= Intelvision =

Intelvision is a Seychellois operator of cable television and internet services. It was founded in 2004 and competes with Cable & Wireless Seychelles.

==History==
Intelvision started its cable TV services on 9 October 2004, initially limited to North Mahé. The vast majority of the channels was sourced from pan-African satellite television operator DStv and launched with 38 channels in a three-package system (Executive with 15 channels, Prestige with 30 and Extravaganza with 38). Although the cable network covered 80% of Mahé, there were still technical difficulties to be sorted out, eventually enabling an islandwide rollout in November. By October 2005, the Extravaganza package was the most popular, largely owing to the SuperSport and M-Net movie channels. In April 2006, it began delivering telephone and internet services, becoming the third such company in the country to do so. In June, it opened its own channel, Intelvision One, airing US series and movies, as well as Latin American telenovelas. It also planned introducing local content in the future.
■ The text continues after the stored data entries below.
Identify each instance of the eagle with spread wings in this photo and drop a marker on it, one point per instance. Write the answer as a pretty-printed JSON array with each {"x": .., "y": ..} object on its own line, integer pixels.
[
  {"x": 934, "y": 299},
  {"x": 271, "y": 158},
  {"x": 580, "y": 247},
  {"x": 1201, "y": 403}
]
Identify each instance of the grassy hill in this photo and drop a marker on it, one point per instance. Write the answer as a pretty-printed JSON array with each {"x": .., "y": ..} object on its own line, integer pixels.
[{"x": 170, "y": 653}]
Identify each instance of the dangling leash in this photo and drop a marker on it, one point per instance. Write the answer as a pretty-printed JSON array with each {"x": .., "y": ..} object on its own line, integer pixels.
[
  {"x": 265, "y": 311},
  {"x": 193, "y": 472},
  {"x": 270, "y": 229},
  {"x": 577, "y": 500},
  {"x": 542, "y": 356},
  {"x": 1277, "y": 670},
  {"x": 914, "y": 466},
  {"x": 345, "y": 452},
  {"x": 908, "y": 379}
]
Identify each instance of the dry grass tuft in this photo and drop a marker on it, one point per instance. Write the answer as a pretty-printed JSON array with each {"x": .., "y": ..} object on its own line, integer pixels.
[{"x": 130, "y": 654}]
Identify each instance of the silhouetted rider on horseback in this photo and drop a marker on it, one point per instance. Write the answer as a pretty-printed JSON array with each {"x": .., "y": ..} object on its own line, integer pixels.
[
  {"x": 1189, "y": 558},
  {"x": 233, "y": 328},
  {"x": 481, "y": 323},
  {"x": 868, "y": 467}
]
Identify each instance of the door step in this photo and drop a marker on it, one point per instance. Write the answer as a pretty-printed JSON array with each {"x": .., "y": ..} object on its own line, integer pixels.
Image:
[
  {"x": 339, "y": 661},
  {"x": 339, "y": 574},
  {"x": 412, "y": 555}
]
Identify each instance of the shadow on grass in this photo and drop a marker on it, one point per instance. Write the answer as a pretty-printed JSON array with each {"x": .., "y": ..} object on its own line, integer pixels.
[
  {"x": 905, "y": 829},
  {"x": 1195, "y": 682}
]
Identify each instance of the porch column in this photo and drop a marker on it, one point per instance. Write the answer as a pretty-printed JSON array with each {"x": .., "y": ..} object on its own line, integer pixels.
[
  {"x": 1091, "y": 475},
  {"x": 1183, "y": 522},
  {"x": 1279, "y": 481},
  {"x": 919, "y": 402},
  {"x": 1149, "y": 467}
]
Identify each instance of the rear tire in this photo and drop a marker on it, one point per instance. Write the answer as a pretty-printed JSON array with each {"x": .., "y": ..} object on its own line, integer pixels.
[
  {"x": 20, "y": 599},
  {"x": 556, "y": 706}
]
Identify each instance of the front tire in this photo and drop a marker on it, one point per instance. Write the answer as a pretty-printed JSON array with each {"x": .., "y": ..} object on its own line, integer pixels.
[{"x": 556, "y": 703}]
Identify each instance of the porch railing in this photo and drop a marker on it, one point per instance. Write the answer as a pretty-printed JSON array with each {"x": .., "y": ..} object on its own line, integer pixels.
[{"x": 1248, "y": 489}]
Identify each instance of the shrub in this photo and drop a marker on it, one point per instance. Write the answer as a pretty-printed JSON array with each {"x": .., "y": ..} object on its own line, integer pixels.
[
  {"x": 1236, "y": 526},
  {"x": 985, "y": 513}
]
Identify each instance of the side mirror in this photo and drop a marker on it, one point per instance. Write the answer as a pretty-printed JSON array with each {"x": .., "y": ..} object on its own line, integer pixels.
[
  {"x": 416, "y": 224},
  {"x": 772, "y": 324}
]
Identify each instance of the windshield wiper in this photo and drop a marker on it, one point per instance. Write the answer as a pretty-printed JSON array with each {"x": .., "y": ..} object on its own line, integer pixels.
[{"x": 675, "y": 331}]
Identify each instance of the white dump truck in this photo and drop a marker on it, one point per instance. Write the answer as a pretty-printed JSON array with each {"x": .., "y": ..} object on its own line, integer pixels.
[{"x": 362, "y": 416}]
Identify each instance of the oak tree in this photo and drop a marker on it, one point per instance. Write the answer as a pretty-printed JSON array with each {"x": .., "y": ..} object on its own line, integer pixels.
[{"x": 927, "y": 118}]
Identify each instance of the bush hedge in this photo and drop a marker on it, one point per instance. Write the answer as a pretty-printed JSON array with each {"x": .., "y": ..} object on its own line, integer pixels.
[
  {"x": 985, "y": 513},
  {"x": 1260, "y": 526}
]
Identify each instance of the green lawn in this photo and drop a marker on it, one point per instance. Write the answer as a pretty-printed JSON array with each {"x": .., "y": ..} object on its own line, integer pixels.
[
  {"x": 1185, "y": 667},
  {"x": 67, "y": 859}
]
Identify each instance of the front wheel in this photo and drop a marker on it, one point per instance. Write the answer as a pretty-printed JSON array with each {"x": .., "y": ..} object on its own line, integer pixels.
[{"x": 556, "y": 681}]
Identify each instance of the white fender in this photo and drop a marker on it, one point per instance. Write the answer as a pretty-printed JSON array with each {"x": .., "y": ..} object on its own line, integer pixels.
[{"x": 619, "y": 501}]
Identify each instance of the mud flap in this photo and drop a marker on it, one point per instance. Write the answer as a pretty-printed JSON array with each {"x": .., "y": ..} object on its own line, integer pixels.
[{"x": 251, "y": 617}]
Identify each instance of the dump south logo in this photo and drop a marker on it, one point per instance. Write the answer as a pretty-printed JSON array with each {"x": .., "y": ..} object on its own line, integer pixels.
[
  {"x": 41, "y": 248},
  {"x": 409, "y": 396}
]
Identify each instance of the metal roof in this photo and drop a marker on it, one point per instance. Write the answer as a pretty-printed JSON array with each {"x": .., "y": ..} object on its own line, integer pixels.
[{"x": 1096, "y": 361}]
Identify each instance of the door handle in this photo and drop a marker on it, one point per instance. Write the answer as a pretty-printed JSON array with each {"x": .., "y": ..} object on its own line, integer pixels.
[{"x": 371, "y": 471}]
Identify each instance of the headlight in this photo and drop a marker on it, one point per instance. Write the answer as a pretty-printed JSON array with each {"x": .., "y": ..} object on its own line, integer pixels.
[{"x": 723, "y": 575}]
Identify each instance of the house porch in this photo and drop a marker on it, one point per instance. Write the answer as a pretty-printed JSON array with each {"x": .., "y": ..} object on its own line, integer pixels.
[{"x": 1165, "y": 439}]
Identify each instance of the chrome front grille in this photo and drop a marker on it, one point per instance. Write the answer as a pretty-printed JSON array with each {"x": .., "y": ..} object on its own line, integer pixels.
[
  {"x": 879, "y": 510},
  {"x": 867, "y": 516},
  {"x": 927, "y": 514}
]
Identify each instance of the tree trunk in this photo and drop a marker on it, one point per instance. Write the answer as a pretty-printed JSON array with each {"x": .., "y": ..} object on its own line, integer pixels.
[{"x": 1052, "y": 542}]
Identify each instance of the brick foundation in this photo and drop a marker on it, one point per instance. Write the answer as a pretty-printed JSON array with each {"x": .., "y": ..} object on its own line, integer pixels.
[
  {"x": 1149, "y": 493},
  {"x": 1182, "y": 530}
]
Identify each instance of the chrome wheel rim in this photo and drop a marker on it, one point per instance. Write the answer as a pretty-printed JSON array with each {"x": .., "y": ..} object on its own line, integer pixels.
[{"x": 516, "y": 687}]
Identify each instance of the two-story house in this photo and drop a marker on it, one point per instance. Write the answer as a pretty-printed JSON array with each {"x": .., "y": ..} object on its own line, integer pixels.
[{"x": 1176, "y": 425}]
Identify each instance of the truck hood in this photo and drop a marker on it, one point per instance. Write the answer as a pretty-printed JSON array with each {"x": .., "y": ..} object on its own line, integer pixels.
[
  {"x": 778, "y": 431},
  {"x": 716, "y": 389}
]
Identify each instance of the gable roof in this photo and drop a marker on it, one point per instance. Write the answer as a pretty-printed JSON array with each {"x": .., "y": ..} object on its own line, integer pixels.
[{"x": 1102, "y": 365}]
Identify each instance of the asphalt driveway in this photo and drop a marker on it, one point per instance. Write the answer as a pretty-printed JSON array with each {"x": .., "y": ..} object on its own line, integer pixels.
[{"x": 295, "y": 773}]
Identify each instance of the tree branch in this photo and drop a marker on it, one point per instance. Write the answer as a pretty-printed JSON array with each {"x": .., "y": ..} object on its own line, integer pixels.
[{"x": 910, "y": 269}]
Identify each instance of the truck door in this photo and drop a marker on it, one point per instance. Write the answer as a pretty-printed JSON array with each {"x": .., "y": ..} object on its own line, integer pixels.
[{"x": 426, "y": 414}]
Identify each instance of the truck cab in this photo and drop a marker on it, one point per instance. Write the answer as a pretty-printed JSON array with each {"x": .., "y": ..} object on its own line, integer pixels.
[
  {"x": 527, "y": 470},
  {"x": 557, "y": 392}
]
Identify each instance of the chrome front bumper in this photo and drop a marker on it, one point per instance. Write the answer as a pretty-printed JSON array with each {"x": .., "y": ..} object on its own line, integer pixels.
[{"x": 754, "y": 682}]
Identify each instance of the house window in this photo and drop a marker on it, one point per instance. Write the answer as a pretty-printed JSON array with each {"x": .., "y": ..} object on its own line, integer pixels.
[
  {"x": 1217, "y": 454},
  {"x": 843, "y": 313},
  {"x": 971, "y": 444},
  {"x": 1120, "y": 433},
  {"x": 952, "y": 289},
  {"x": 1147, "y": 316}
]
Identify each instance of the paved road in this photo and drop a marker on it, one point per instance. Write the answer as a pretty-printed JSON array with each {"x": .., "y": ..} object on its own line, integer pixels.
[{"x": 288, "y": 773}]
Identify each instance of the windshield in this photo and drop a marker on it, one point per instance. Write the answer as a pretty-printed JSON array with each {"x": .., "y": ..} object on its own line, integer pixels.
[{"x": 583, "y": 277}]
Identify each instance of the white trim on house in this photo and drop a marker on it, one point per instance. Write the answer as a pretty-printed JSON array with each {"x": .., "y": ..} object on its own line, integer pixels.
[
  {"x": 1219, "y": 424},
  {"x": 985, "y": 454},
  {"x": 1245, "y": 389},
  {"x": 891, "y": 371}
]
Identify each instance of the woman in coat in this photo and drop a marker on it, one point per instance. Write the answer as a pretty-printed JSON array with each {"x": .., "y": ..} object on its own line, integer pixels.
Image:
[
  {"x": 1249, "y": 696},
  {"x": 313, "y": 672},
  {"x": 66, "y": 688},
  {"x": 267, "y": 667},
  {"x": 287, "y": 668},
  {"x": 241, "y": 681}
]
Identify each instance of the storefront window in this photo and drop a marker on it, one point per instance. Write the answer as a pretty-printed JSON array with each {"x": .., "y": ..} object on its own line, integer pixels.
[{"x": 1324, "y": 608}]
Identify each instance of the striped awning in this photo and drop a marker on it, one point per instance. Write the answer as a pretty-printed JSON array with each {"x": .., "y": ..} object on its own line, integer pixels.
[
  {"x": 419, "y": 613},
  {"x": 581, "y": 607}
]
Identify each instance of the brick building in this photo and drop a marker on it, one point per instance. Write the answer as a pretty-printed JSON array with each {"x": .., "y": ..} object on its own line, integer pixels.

The company announced a US$2 million infrastructure upgrade in July 2007. It also planned the introduction of PVR and Dual View decoders within four months. Standard decoders were also set to be replaced by new ones free of charge to existing subscribers; the newer decoders were available as an extra subscription. The telephone infrastructure, including the local earth station, were also being upgraded.

On 22 November 2013, Intelvision started broadcasting in the Praslin area, from a microwave link close to its offices in the Pension Fund Building in Grand Anse.

Still in 2007, Intelvision's content agreement with Multichoice ended, while in early May 2014, relays of DStv's channels were removed, causing it to operate a limited service for three weeks. Company president Mukesh Valabhji said that the channels were replaced by "better quality channels", but customers complained because of the constant repetition of programs. Multichoice said that, since 2007, Intelvision had been rebroadcasting its channels illegally.

Over time, Intelvision lost its dominance in the multichannel television sector to DStv itself and SBC's package of free-to-air terrestrial channels.

In March 2017, it launched its unlimited broadband service CRIMSON.

On 20 April 2023, the 2Africa cable system landed in Seychelles, enabling the company to use the submarine cable. It was expected to be operational from September.